Monday, July 19, 2021

The Camel's Nose yet again.

NSO Group's Pegasus spyware enables some of their government agency clients to access our phones whether we like it or not. This bespeaks allowing the Camel's Nose into our tent without our permission, something devoutly not to be wished if the Guardian's take on this story proves out to be true.


The Camel's Nose yet again.

Addendum - The spyware's totally kosher ...

Despite the hype, iPhone security no match for NSO spyware

International investigation finds 23 Apple devices that were successfully hacked

The text delivered last month to the iPhone 11 of Claude Mangin, the French wife of a political activist jailed in Morocco, made no sound. It produced no image. It offered no warning of any kind as an iMessage from somebody she didn’t know delivered malware directly onto her phone — and past Apple’s security systems.

Once inside, the spyware, produced by Israel’s NSO Group and licensed to one of its government clients, went to work, according to a forensic examination of her device by Amnesty International’s Security Lab. It found that between October and June, her phone was hacked multiple times with Pegasus, NSO’s signature surveillance tool, during a time when she was in France.

The examination was unable to reveal what was collected. But the potential was vast: Pegasus can collect emails, call records, social media posts, user passwords, contact lists, pictures, videos, sound recordings and browsing histories, according to security researchers and NSO marketing materials. The spyware can activate cameras or microphones to capture fresh images and recordings. It can listen to calls and voice mails.
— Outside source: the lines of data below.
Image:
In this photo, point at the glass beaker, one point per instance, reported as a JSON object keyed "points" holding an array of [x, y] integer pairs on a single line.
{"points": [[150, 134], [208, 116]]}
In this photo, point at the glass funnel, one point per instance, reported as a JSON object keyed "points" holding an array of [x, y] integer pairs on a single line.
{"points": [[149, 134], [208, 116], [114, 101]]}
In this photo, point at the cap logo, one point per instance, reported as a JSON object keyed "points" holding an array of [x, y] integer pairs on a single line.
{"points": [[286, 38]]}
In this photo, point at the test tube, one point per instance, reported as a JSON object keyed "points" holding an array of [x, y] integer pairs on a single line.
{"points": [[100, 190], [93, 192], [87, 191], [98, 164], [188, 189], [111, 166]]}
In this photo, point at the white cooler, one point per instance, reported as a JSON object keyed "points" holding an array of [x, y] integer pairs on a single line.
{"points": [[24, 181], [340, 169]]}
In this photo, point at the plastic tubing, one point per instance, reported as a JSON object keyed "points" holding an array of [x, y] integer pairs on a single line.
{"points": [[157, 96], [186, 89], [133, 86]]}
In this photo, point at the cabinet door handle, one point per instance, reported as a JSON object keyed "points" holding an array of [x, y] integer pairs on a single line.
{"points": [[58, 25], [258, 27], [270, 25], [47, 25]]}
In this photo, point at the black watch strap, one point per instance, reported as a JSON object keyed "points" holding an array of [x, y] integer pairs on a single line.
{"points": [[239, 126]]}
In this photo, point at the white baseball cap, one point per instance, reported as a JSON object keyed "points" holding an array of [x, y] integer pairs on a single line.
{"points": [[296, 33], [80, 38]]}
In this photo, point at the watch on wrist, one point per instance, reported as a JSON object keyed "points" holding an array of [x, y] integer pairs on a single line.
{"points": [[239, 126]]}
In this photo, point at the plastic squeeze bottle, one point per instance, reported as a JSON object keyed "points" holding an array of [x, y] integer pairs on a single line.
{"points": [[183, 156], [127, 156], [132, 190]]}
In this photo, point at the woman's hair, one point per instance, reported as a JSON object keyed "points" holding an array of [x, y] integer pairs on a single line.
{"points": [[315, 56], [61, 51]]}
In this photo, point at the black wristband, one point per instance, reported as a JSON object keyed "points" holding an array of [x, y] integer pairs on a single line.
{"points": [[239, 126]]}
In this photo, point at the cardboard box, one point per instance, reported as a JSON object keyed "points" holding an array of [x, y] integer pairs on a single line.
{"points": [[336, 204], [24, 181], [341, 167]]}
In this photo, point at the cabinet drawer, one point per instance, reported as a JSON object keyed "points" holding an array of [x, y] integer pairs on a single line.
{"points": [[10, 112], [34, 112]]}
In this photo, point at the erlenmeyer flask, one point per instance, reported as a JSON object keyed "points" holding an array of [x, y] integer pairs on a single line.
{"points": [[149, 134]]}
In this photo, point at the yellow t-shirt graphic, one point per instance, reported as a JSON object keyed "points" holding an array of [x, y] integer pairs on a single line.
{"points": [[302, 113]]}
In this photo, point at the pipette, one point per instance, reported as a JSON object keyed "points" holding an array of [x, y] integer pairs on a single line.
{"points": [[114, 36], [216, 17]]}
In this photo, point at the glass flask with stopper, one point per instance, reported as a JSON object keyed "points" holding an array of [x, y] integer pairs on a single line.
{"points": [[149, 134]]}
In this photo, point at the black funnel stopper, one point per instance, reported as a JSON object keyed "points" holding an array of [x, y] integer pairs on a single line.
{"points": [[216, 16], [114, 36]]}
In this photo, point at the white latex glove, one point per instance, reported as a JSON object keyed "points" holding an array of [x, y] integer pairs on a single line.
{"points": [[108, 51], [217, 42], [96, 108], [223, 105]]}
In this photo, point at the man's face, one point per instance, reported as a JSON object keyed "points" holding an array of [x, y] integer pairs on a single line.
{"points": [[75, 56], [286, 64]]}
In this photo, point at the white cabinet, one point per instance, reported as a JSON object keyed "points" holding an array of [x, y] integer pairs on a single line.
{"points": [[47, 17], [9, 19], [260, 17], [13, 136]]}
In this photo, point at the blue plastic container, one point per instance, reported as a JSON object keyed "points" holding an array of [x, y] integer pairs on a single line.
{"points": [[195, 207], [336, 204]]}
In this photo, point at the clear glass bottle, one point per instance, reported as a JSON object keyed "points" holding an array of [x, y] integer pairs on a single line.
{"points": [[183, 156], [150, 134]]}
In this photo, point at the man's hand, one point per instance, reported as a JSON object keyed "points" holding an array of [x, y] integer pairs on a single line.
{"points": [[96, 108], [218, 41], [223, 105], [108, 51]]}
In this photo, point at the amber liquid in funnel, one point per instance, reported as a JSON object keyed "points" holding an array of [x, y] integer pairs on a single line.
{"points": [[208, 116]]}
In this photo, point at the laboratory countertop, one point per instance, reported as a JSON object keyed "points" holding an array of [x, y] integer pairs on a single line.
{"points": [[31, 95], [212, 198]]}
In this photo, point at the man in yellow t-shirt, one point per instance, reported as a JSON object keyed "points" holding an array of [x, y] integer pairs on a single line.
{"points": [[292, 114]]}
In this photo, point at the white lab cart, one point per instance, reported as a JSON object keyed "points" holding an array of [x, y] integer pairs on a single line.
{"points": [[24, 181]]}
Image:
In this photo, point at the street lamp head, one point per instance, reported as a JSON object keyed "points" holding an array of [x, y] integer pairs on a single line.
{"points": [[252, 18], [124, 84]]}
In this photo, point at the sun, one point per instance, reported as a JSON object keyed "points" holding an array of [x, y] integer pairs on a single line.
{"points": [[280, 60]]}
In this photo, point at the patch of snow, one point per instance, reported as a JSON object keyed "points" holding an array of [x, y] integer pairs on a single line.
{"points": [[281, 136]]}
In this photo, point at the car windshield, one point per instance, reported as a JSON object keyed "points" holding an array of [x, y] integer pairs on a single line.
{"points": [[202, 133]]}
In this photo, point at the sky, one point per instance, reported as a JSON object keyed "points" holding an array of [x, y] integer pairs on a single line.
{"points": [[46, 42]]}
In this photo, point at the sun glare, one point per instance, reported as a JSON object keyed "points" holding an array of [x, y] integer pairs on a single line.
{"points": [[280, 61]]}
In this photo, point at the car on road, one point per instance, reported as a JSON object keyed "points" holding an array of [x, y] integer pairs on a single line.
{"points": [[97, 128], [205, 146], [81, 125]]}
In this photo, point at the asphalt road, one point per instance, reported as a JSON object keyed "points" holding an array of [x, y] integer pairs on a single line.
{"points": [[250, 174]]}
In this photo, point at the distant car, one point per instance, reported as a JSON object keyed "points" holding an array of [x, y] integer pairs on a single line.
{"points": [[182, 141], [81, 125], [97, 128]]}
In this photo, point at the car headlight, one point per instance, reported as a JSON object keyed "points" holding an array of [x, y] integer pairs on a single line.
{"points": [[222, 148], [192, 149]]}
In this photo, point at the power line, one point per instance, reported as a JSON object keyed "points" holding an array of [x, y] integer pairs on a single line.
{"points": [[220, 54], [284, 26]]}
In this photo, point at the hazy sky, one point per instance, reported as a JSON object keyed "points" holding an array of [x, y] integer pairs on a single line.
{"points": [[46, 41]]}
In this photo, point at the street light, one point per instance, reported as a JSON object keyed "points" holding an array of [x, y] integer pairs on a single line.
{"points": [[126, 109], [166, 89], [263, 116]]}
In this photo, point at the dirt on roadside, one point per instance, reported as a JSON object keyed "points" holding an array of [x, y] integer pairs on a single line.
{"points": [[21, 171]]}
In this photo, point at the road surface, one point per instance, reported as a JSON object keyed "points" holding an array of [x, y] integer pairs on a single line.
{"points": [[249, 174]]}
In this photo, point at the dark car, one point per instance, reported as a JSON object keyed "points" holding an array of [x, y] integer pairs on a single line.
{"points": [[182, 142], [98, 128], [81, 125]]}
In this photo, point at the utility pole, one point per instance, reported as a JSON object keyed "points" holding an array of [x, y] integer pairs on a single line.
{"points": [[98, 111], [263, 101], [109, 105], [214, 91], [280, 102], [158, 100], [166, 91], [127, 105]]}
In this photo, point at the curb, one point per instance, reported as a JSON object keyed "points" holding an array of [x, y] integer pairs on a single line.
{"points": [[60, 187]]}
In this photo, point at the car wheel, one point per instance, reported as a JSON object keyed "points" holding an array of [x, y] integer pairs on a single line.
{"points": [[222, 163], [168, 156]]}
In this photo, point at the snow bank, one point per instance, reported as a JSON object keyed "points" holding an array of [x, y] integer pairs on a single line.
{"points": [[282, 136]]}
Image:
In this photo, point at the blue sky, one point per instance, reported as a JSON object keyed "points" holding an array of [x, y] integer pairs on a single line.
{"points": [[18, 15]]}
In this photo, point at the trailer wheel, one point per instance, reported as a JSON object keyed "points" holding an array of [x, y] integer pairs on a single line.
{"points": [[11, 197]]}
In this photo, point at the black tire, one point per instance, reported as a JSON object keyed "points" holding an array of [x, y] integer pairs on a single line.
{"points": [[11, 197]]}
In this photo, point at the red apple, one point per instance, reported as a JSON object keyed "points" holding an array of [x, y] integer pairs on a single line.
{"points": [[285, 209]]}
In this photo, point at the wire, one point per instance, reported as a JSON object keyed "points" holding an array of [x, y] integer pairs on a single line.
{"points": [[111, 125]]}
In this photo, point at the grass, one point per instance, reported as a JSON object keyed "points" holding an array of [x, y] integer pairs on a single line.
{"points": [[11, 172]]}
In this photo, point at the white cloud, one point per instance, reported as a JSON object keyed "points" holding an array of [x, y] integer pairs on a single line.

It can collect location logs of where a user has been and also determine where that user is now, along with data indicating whether the person is stationary or, if moving, in which direction.

How Pegasus works

Target: Someone sends what’s known as a trap link to a smartphone that persuades the victim to tap and activate — or activates itself without any input, as in the most sophisticated “zero-click” hacks.

Infect: The spyware captures and copies the phone’s most basic functions, NSO marketing materials show, recording from the cameras and microphone and collecting location data, call logs and contacts.

Track: The implant secretly reports that information to an operative who can use it to map out sensitive details of the victim’s life.

End game ...

Snowden, who in 2013 blew the whistle on the secret mass surveillance programmes of the US National Security Agency, described for-profit malware developers as “an industry that should not exist”.

Most disquieting without question.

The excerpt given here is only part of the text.